Next Generation Science
Standards and Curriculum
There are three ways to view the standards: View the NGSS in Disciplinary Core Idea (DCI) Arrangements View the NGSS in Topic Arrangements View and Search the NGSS performance expectations individually
Teaching only the products of scientific work (the facts of science) denies students critical tools of understanding. To get a more complete picture, students also must understand how those facts came to be.
The Next Generation Science Standards integrate three dimensions of scientific thinking:
The 8 Science and Engineering Practices
The eight practices of science and engineering that the Framework identifies as essential for all students to learn and describes in detail are listed below:
Asking questions (for science) and defining problems (for engineering)
Developing and using models
Planning and carrying out investigations
Analyzing and interpreting data
Using mathematics and computational thinking
Constructing explanations (for science) and designing solutions (for engineering)
Engaging in argument from evidence
Obtaining, evaluating, and communicating information
Seven Crosscutting Concepts -
The seven crosscutting concepts presented in Chapter 4 of the Framework are as follows:
1. Patterns. Observed patterns of forms and events guide organization and classification, and they prompt questions about relationships and the factors that influence them.
2. Cause and effect: Mechanism and explanation. Events have causes, sometimes simple, sometimes multifaceted. A major activity of science is investigating and explaining causal relationships and the mechanisms by which they are mediated. Such mechanisms can then be tested across given contexts and used to predict and explain events in new contexts.
3. Scale, proportion, and quantity. In considering phenomena, it is critical to recognize what is relevant at different measures of size, time, and energy and to recognize how changes in scale, proportion, or quantity affect a system’s structure or performance.
4. Systems and system models.

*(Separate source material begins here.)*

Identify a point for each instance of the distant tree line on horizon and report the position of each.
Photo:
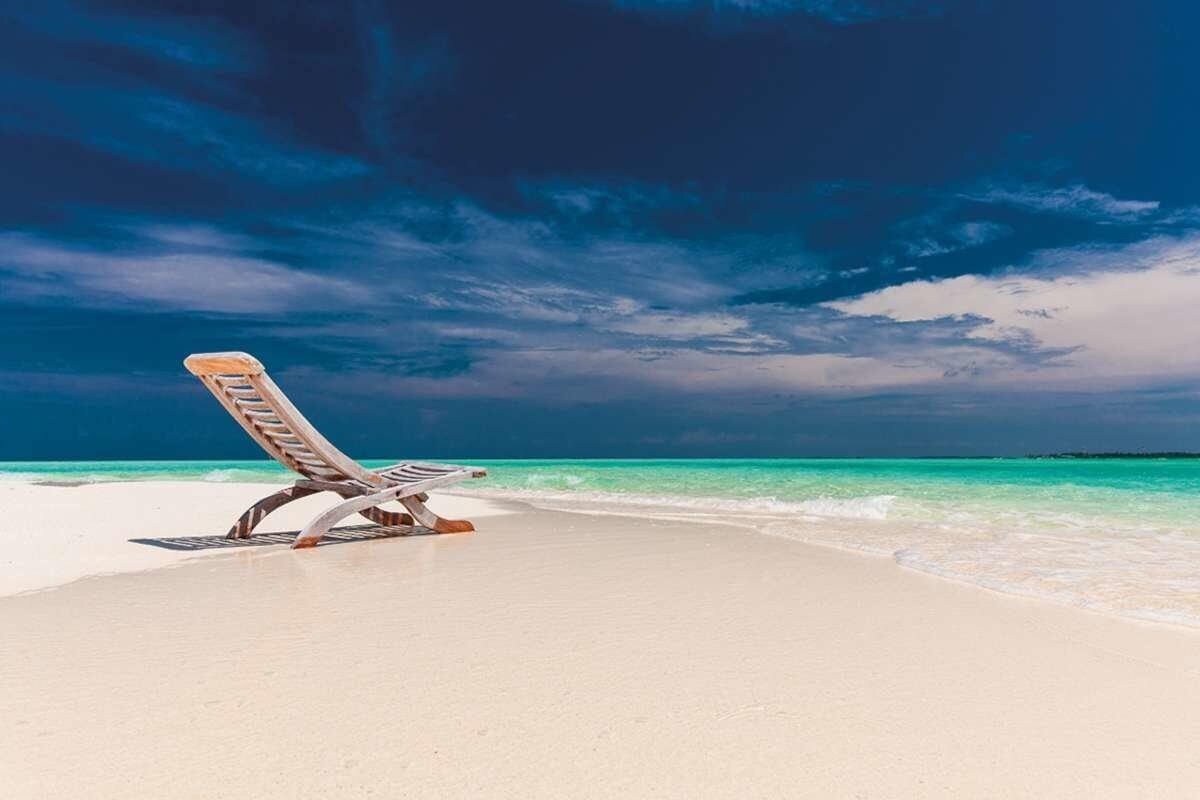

Defining the system under study—specifying its boundaries and making explicit a model of that system—provides tools for understanding and testing ideas that are applicable throughout science and engineering.

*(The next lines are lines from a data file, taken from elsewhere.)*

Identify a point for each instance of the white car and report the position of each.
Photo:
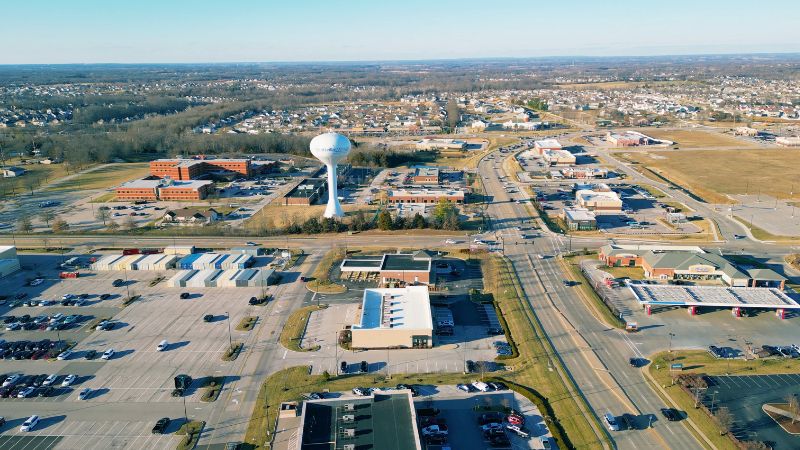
(69, 380)
(29, 424)
(27, 392)
(85, 394)
(12, 379)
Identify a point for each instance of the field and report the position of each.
(696, 139)
(699, 361)
(712, 173)
(108, 176)
(36, 175)
(276, 215)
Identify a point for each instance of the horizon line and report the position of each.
(423, 60)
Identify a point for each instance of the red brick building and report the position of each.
(191, 169)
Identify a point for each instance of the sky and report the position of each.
(182, 31)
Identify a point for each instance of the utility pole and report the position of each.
(230, 336)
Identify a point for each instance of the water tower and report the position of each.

5. Energy and matter: Flows, cycles, and conservation. Tracking fluxes of energy and matter into, out of, and within systems helps one understand the systems’ possibilities and limitations.
6. Structure and function. The way in which an object or living thing is shaped and its substructure determine many of its properties and functions.

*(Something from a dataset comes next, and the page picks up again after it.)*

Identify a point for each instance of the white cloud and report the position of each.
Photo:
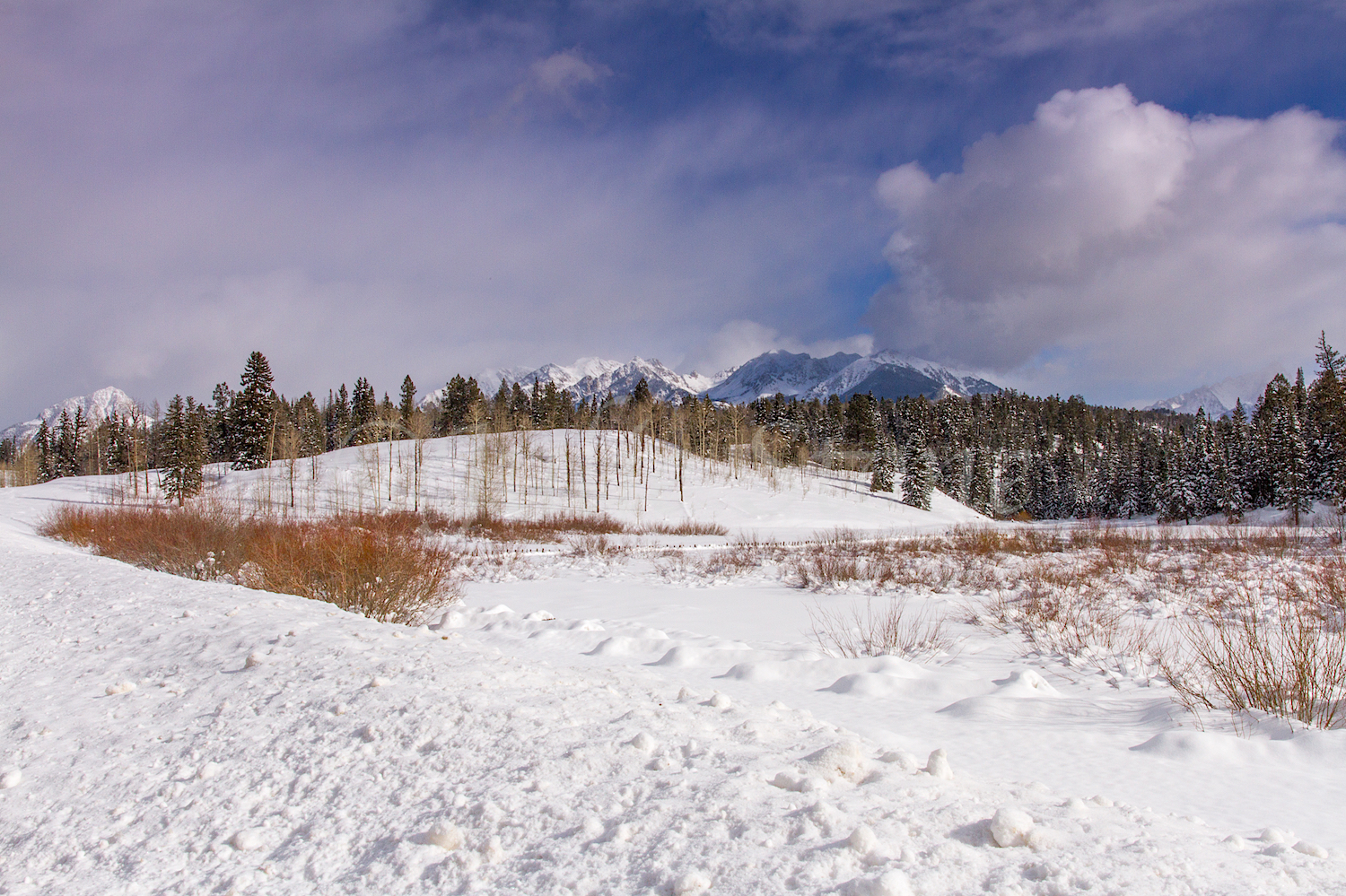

7. Stability and change. For natural and built systems alike, conditions of stability and determinants of rates of change or evolution of a system are critical elements of study.
The Next Generation Science Standards (NGSS) are distinct from prior science standards in three
1) Performance. Prior standards documents listed what students should “know” or “understand.” These ideas needed to be translated into performances that could be assessed to determine whether or not students met the standard. Different interpretations sometimes resulted in assessments that were not aligned with curriculum and instruction. The NGSS has avoided this difficulty by developing performance expectations that state what students should be able to do in order to demonstrate that they have met the standard, thus providing the same clear and specific targets for curriculum, instruction, and assessment.
2) Foundations. Each performance expectation incorporates all three dimensions from the Framework— a science or engineering practice, a core disciplinary idea, and a crosscutting concept.
3) Coherence. Each set of performance expectations lists connections to other ideas within the disciplines of science and engineering, and with Common Core State Standards in Mathematics and English Language Arts.